Predicting One Variable from Another
- Regression allows predicting the value of one variable based on another.
- Predictor variable: Plotted on the x-axis.
- Outcome variable: Plotted on the y-axis.
- Example: Predicting a toddler's vocabulary from their age in months.
Minimizing Residual Errors
- Linear Model: Finding the best compromise between all data points.
- Algorithm: Iteratively adjusting the slope and shift. Minimizing error.
Making Predictions
- Coefficients (slope and shift) will be generated by the R algorithm.
Goodness of Fit Measures
- How well the fitted line captures the data.
R-Squared
- Measure of how well the model predicts the outcome variable.
- R^2 = 1 - \frac{Residual \ Sum \ of \ Squares}{Total \ Variability \ in \ outcome \ Measure}
- Proportion of the variance that you've explained.
- R - and R-squared are the same number (r^2 = R^2)
- The square-root of goodness of fit measure.
Correlation vs.

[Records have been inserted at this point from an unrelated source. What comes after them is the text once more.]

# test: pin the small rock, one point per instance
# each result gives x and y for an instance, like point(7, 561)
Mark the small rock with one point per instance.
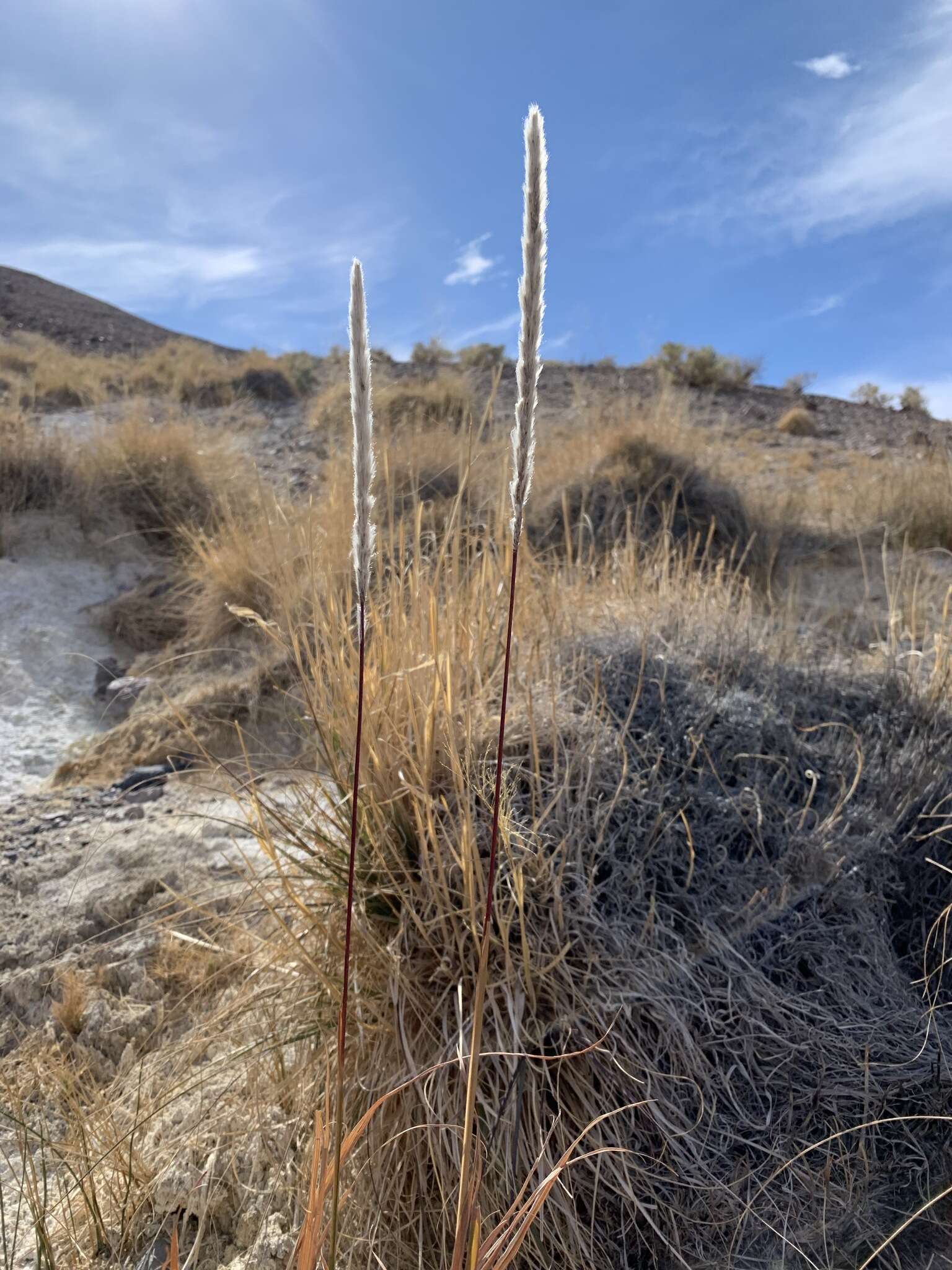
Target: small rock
point(144, 794)
point(107, 671)
point(126, 689)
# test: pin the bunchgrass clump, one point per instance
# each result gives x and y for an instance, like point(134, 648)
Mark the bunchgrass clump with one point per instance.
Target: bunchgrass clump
point(442, 402)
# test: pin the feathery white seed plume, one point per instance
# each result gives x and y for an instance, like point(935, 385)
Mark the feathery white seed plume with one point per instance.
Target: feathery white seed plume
point(532, 306)
point(362, 413)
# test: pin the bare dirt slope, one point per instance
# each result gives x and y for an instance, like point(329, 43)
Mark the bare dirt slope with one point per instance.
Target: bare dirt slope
point(79, 322)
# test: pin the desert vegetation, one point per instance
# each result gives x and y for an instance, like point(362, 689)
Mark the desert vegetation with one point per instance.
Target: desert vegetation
point(705, 367)
point(602, 917)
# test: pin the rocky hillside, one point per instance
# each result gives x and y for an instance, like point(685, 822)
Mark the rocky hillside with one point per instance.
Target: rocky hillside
point(81, 323)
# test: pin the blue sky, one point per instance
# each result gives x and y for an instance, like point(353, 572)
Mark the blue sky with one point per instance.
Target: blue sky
point(775, 179)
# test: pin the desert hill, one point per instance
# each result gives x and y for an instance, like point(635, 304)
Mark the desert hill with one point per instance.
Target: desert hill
point(79, 322)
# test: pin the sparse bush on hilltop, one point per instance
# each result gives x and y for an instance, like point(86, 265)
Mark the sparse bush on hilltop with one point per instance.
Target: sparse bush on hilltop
point(641, 493)
point(480, 357)
point(913, 401)
point(705, 367)
point(432, 356)
point(800, 383)
point(870, 394)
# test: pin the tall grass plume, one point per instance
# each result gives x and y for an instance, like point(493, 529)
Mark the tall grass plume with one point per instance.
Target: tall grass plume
point(523, 438)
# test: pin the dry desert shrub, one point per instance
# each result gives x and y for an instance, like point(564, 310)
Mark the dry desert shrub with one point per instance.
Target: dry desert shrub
point(444, 401)
point(798, 422)
point(640, 493)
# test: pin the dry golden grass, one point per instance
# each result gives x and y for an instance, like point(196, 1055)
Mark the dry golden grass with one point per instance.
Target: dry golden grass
point(668, 870)
point(35, 471)
point(444, 401)
point(43, 375)
point(156, 479)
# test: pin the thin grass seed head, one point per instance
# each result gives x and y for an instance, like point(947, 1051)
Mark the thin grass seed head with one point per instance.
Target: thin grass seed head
point(532, 306)
point(362, 413)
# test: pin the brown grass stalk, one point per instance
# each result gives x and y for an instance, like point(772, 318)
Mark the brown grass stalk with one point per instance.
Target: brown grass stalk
point(531, 300)
point(362, 554)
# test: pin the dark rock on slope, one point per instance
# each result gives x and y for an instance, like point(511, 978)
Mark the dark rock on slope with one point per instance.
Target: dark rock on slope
point(82, 323)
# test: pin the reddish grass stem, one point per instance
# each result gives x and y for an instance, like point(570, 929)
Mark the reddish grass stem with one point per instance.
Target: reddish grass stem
point(464, 1210)
point(346, 985)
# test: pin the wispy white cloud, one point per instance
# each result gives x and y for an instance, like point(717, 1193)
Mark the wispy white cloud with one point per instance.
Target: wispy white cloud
point(832, 66)
point(890, 154)
point(471, 265)
point(488, 328)
point(135, 270)
point(873, 155)
point(143, 207)
point(551, 343)
point(823, 306)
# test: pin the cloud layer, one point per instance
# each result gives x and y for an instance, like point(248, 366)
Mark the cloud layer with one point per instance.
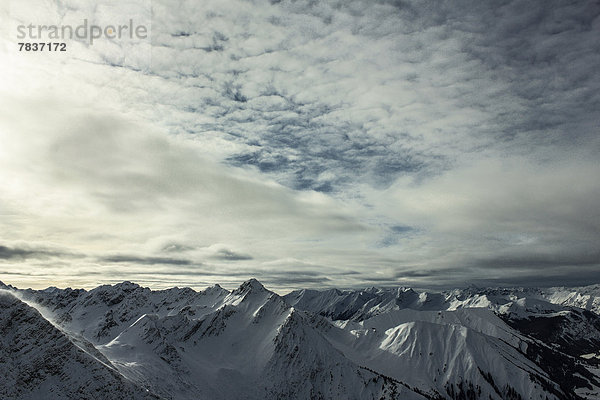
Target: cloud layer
point(307, 144)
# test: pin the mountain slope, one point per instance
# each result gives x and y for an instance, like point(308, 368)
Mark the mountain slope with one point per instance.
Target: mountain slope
point(251, 343)
point(38, 361)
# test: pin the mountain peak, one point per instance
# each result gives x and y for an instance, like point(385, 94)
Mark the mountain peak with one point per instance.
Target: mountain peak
point(127, 286)
point(252, 284)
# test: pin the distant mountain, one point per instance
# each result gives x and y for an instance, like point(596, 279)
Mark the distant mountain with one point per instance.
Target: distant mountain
point(39, 361)
point(251, 343)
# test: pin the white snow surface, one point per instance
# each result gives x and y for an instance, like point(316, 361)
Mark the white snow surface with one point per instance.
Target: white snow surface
point(251, 343)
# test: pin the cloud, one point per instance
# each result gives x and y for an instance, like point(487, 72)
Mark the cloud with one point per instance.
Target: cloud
point(409, 142)
point(229, 255)
point(24, 253)
point(145, 260)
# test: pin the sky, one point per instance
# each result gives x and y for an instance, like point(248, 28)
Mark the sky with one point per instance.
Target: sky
point(308, 144)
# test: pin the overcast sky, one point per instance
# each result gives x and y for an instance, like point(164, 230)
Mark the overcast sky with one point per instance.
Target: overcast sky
point(305, 143)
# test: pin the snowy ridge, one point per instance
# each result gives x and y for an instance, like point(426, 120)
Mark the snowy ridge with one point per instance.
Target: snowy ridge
point(251, 343)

Linear Regression
- Correlation is simpler to calculate.
- Linear regression allows for prediction of new data points (more complex).
Multiple Regression
- Extending linear regression to multiple dimensions.
- Predicting happiness from income, extroversion, IQ, age, etc.
- Multiple regression in R:
- Gives an R-squared goodness of fit.
- Tells the variability of how much these attributes influence someone.
Non-Linear Relationships
- Curvilinear vs. Monotonic Relationships
Spearman Rank Correlation
- Measures the data with ranking (highest value, lowest value, etc.)
- Does not use absolute values of X and Y.
Quadratic vs. Polynomial Regression
- The models measure quadratic and polynomial relationships.
- Models use method to find the line of best fit.
- These models have a good R- squared value as well.
Important of Visually Showing the Data
- Ensure your data visualizations match what you are intending to measure.
- Correlation Does Not Imply Causation.